O Ministério Público da Bahia (MP-BA) expediu a Recomendação nº 02/2026 determinando ao prefeito de Caetité, Valtécio Neves Aguiar (PDT), e aos secretários municipais de meio ambiente, cultura e serviços públicos a suspensão imediata de qualquer ato autorizativo para obra de intervenção em imóvel localizado na Rua Barão de Caetité, no centro da cidade.

O documento, assinado pelo promotor de Justiça Jailson Trindade Neves, também ordenou o embargo e a interdição da execução da obra até que os proprietários e responsáveis apresentem os projetos de intervenção e obtenham aprovação prévia do Instituto do Patrimônio Artístico e Cultural da Bahia (Ipac). A medida foi motivada pela instauração de um expediente pela Promotoria Regional Ambiental de Guanambi após denúncia de intervenção irregular em imóvel situado no interior da poligonal de tombamento traçada pelo Ipac, que protege o conjunto urbanístico do município.

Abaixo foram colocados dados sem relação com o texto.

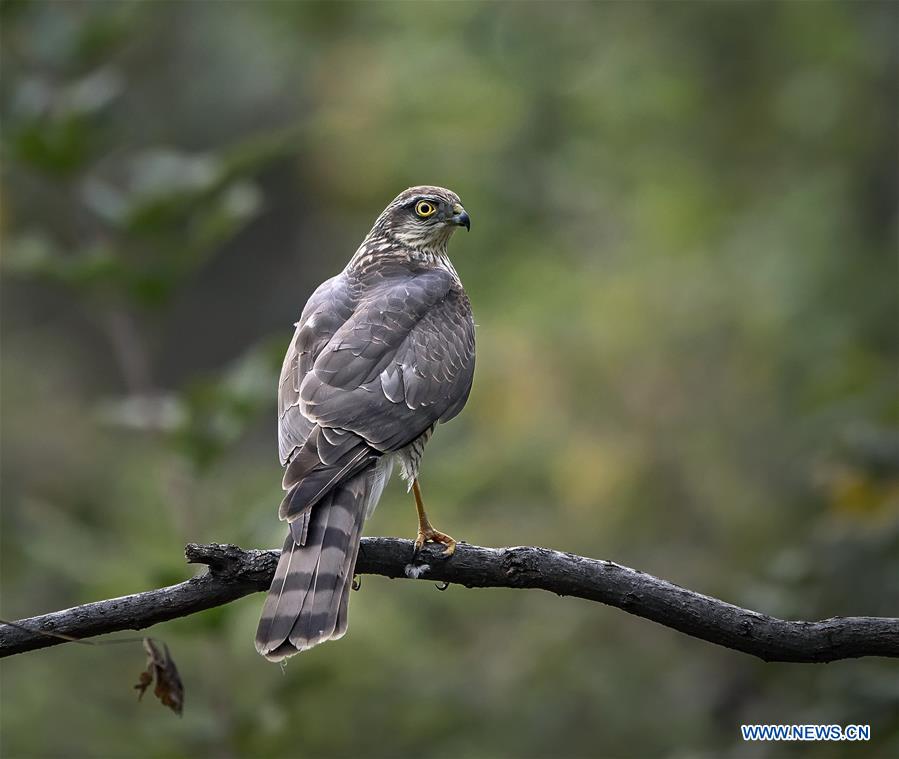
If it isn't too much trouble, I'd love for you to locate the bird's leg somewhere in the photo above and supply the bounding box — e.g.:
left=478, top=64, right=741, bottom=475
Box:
left=412, top=477, right=456, bottom=556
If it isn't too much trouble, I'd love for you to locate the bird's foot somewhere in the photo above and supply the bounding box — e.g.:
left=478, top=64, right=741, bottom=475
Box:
left=412, top=524, right=456, bottom=559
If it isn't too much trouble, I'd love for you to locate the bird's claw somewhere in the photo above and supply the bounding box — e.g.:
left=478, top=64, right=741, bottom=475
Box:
left=412, top=525, right=456, bottom=559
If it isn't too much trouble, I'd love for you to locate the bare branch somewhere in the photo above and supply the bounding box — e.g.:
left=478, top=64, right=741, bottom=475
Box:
left=0, top=538, right=899, bottom=662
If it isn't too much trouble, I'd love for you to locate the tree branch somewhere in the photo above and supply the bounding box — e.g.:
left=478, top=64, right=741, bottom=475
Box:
left=0, top=538, right=899, bottom=662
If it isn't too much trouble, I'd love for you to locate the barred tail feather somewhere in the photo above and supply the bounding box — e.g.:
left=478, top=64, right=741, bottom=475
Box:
left=256, top=472, right=370, bottom=661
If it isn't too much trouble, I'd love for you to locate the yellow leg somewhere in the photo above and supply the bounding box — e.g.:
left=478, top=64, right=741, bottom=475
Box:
left=412, top=477, right=456, bottom=556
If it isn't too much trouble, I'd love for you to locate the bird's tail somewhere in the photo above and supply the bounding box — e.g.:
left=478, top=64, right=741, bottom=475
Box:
left=256, top=472, right=371, bottom=661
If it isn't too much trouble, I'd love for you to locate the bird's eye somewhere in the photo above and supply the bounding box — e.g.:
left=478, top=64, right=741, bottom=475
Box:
left=415, top=200, right=437, bottom=219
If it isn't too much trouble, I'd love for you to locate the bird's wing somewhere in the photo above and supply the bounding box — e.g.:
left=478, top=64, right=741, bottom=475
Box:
left=299, top=269, right=474, bottom=451
left=278, top=274, right=354, bottom=465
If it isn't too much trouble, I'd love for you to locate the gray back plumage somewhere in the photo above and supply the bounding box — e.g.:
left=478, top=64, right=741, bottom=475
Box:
left=256, top=187, right=475, bottom=659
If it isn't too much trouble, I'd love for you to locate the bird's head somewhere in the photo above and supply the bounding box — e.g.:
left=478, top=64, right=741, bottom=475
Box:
left=375, top=185, right=471, bottom=253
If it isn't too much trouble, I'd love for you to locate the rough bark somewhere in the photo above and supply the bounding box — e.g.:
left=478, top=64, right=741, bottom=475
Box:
left=0, top=538, right=899, bottom=662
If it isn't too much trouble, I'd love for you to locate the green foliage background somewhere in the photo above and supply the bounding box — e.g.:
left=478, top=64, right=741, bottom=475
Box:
left=0, top=0, right=899, bottom=757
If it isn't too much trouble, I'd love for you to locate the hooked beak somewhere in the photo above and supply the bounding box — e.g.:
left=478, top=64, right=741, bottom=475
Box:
left=452, top=203, right=471, bottom=232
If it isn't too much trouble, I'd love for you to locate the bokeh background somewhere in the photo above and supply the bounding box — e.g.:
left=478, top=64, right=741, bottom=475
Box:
left=0, top=1, right=899, bottom=757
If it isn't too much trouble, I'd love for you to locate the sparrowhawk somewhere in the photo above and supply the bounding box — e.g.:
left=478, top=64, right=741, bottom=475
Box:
left=256, top=186, right=475, bottom=661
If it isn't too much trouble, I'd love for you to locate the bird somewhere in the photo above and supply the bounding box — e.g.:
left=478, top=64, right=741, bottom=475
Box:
left=256, top=185, right=475, bottom=661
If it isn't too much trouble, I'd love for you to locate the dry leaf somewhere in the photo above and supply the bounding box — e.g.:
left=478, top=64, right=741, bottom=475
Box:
left=134, top=638, right=184, bottom=716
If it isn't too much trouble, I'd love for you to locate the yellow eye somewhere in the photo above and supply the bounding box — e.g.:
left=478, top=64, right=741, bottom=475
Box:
left=415, top=200, right=437, bottom=219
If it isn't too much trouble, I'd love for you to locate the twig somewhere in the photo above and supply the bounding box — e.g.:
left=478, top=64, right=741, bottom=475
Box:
left=0, top=538, right=899, bottom=662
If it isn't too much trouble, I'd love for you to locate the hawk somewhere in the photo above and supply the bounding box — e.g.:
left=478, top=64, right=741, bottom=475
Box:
left=256, top=186, right=475, bottom=661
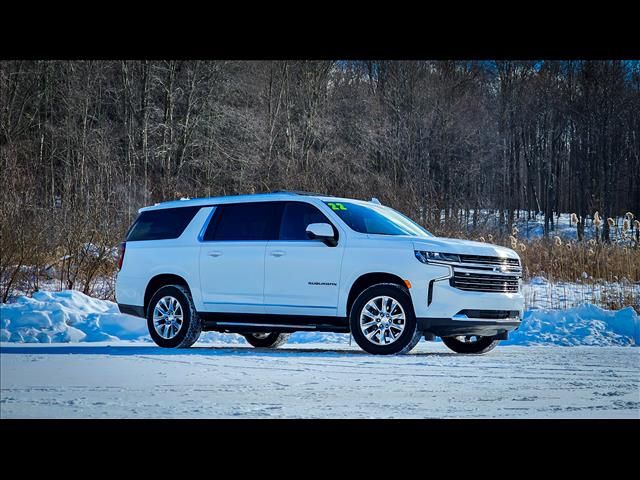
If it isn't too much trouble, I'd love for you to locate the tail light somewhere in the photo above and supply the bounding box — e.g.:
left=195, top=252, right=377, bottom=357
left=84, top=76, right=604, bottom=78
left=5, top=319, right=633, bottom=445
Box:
left=118, top=242, right=127, bottom=271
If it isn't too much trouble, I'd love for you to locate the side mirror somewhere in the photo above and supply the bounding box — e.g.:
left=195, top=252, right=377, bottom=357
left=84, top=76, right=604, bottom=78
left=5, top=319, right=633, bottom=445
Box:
left=306, top=223, right=338, bottom=247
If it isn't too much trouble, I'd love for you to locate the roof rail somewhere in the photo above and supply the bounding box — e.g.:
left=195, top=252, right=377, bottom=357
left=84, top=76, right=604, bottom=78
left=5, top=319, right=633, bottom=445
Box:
left=269, top=190, right=326, bottom=197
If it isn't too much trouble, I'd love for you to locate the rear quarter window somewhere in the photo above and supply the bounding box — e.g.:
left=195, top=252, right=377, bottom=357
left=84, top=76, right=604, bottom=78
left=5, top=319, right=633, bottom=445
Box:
left=126, top=207, right=200, bottom=242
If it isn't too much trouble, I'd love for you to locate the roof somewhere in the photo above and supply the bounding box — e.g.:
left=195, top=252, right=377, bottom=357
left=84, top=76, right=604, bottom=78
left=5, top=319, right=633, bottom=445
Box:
left=139, top=190, right=376, bottom=212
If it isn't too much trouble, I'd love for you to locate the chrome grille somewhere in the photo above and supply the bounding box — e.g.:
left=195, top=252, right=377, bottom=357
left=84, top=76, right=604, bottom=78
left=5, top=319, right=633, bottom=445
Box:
left=450, top=255, right=522, bottom=293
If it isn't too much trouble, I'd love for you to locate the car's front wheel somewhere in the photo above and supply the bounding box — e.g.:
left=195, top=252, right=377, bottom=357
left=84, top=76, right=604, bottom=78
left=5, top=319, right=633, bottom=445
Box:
left=442, top=335, right=500, bottom=354
left=243, top=332, right=289, bottom=348
left=147, top=285, right=202, bottom=348
left=349, top=283, right=422, bottom=355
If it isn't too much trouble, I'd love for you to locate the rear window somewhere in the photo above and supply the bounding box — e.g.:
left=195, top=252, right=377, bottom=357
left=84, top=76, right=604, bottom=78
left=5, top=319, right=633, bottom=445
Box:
left=127, top=207, right=200, bottom=242
left=204, top=202, right=283, bottom=241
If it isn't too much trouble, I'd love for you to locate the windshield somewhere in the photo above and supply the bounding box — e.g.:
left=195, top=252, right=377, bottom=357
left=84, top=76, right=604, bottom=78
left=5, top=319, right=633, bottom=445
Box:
left=324, top=202, right=433, bottom=237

Segundo o MP, a Lei municipal nº 591/2003 é insuficiente para garantir a preservação do patrimônio cultural caetiteense, pois não contempla todos os instrumentos exigidos pela legislação federal e estadual. O promotor ressaltou ainda que a Lei estadual nº 8.895/2003 veda expressamente qualquer intervenção em bem tombado sem prévia autorização do Ipac, sob pena de multa e obrigação de reparar os danos. No caso específico do imóvel na Rua Barão de Caetité, o MP alertou que a continuidade da obra sem anuência do órgão estadual pode configurar crimes contra o patrimônio cultural previstos na Lei federal nº 9.605/98, como destruir, deteriorar ou alterar a estrutura de edificação especialmente protegida, além de promover construção em solo não edificável ou no entorno de área tombada sem autorização competente.

A recomendação fixa o prazo de cinco dias, a contar do recebimento, para que o prefeito e os secretários municipais apresentem informações sobre as providências adotadas ou as razões para o não acatamento. As informações são do Bahia Notícias, parceiro do Achei Sudoeste.